The coefficient of kinetic friction for a Ford Focus

[zapnthund50]

Hi guys,

Yesterday I sat down, and just for fun, decided to calculate the coefficient of kinetic friction for the all electric Ford Focus. I keep getting the wrong answer, and it is driving me crazy. Here are the facts.
Battery: 23 kWh.
Curb weight: 1,651 kg.
Maximum travel distance before a recharge: 122 km

Very simply, we take 23 kWh*3600s = 82,800,000 J.
Then, the energy traveled per km is 82,800,000/122km = 679,000 J/km.
Then, force of friction for the entire car is Ff=u_k*weight = 1651u_k.

Then, we just say W= 679,000 = Fd = 1651u_k*1000 meters,
and thus u_k=0.411

But we have it from very reliable sources that the coefficient of kinetic friction for rubber on asphalt is around 0.7, so we are very low. Also, if we take into consideration wind resistance, rolling resistance, and battery discharge to 85% (I'm guessing here) instead of 100%, all these act to lower the coefficient, not raise it.

You can see my dilemma.

Thanks!

 

[phyzguy]

What you calculated assumes the wheels are locked up and the tires are sliding across the pavement. I assume this isn't what you want. Since the wheels are rolling, there is no relative motion between the surface of the tire and the road surface, so the friction between the tire and the road does not dissipate any energy. The energy dissipated when the car is in motion comes from the other things you mentioned - mainly wind resistance and rolling resistance.

 

[sophiecentaur]

It is not clear here what calculation you have used here and what the kinetic friction as to do directly with the energy needed to keep a car rolling. The kinetic friction is normally to do with braking distance in situations where you want to dissipate the Kinetic Energy of your moving vehicle is as few metres as possible. The rolling resistance is what's needed if you want to apportion and minimise the various losses for a moving car.
You may be able to help me with this but I suspect that your calculation just happens to have produced that figure of 0.411 but that it may not have any physical meaning. You do not seem to have considered air resistance which afaiaa, is the major loss mechanism at normal driving speed.

 

[CWatters]

I think the force of friction you calculated is actually the total drag force on the car including air resistance, rolling resistance of the tyres, friction in motor and drive train etc.

 

[sophiecentaur]

I think the force of friction you calculated is actually the total drag force on the car including air resistance, rolling resistance of the tyres, friction in motor and drive train etc.

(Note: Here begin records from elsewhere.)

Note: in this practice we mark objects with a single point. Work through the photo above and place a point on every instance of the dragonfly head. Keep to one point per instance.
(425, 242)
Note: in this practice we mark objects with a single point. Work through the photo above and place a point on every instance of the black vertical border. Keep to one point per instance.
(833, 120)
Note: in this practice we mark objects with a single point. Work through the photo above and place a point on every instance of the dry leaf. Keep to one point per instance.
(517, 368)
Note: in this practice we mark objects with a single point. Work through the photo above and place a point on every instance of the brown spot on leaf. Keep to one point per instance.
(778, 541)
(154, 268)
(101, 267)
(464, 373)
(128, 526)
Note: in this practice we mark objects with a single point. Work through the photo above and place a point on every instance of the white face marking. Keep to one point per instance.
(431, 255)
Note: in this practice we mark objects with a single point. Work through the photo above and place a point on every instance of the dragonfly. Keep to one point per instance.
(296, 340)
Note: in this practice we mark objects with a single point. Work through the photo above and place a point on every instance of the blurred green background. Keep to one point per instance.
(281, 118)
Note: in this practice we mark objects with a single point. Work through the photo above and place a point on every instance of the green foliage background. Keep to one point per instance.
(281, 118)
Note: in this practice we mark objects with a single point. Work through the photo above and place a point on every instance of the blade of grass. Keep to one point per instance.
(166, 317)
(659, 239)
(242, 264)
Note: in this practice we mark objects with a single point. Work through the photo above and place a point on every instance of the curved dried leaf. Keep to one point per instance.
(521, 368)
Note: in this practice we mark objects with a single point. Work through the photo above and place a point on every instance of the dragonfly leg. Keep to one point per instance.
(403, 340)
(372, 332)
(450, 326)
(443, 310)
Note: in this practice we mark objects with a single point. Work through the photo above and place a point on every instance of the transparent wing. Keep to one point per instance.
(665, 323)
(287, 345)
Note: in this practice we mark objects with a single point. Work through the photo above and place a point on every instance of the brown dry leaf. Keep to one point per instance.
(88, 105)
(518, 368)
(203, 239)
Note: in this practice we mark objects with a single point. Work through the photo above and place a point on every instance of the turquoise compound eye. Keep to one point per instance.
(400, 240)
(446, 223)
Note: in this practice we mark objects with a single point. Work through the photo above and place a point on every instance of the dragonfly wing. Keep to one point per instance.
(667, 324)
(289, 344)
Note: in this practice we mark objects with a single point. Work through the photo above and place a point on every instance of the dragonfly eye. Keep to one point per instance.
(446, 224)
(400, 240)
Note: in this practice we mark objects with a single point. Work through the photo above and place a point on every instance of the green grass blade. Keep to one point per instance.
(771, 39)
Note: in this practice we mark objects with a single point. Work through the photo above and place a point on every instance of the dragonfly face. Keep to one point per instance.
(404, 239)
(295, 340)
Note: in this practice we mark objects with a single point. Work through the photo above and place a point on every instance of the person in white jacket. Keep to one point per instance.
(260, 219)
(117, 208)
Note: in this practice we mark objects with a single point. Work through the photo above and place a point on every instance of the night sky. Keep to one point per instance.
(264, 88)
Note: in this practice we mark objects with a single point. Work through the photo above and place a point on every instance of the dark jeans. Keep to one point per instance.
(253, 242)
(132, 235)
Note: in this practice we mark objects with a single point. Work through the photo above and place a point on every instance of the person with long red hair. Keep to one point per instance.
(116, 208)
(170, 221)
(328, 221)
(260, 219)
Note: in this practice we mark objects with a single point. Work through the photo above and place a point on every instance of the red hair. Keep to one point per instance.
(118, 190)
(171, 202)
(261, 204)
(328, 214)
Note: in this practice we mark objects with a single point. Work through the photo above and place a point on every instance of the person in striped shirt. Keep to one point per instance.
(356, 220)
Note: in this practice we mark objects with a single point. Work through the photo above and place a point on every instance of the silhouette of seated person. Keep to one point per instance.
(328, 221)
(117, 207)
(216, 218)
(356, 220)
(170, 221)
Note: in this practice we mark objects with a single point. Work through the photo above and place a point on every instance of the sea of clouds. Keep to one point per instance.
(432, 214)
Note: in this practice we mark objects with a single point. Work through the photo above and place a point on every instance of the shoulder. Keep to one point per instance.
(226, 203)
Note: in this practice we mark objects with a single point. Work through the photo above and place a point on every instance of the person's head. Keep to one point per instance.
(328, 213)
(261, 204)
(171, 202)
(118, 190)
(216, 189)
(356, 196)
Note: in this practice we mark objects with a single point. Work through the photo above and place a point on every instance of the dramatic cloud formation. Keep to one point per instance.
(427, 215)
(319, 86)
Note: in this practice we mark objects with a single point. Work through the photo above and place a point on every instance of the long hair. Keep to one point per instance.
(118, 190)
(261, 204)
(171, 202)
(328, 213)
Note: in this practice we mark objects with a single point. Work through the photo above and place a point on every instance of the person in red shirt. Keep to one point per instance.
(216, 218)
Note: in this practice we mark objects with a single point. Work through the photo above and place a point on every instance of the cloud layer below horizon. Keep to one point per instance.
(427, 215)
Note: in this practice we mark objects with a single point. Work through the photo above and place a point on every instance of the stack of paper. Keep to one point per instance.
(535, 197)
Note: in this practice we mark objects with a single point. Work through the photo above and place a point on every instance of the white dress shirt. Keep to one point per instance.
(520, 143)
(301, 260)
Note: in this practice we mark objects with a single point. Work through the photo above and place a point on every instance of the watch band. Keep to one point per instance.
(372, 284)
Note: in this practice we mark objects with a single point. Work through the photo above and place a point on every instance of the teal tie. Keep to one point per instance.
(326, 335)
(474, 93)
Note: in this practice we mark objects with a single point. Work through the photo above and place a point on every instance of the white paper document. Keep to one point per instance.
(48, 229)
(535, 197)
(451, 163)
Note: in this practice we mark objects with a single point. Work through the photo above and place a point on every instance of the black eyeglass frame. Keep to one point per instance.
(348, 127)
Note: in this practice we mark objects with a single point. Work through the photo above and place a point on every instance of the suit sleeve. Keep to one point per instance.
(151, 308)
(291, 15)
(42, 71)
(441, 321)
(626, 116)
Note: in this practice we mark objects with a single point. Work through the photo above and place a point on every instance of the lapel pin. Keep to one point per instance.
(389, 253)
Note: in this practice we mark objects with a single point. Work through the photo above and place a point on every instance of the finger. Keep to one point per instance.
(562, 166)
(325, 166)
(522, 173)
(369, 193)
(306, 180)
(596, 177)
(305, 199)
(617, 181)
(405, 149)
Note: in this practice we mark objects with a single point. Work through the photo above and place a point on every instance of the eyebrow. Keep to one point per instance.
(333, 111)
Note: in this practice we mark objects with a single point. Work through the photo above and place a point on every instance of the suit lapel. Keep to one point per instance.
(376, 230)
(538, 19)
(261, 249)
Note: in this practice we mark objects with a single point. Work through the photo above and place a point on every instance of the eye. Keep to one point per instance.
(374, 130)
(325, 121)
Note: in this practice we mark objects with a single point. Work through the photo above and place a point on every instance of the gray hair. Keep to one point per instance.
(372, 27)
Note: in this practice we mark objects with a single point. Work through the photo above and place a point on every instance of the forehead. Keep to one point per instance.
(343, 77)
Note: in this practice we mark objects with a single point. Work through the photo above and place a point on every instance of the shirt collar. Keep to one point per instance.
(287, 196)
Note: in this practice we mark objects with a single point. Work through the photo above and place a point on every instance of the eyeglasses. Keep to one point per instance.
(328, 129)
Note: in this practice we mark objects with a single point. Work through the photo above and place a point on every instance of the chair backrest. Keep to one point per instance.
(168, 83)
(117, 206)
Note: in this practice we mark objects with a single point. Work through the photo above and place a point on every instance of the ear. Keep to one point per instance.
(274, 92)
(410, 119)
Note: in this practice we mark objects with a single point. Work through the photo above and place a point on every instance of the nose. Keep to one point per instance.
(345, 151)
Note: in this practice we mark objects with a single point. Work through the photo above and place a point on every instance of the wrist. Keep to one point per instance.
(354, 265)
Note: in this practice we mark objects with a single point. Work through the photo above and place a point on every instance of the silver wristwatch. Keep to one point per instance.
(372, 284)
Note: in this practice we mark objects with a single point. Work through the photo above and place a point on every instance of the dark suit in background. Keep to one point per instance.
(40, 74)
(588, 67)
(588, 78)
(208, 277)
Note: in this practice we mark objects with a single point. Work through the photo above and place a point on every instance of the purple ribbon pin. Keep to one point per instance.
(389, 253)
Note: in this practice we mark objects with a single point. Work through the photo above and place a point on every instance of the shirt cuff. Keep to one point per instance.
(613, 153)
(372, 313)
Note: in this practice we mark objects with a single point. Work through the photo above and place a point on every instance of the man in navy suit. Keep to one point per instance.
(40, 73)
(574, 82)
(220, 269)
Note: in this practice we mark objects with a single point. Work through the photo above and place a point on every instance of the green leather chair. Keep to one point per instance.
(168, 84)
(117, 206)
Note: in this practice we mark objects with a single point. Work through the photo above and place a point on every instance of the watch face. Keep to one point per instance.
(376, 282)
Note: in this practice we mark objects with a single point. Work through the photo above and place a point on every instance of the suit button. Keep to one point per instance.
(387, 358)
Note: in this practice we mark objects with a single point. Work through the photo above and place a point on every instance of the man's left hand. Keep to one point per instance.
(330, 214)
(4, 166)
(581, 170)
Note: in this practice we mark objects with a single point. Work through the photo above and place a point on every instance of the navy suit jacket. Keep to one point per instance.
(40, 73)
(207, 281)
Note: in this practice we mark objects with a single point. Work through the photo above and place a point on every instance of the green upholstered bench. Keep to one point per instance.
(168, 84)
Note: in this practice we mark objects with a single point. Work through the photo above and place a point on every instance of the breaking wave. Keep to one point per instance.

Agreed. What that calculation shows is that the total drag is the equivalent of having the brakes applied at a significant level, That's why a car slows down so quickly from. say 80mph to 70mph when you lift your foot off the pedal. As the speed drops, air drag reduces a lot and (surprise surprise) the mpg gets better and better!

 

[zapnthund50]

What you calculated assumes the wheels are locked up and the tires are sliding across the pavement. I assume this isn't what you want. Since the wheels are rolling, there is no relative motion between the surface of the tire and the road surface, so the friction between the tire and the road does not dissipate any energy. The energy dissipated when the car is in motion comes from the other things you mentioned - mainly wind resistance and rolling resistance.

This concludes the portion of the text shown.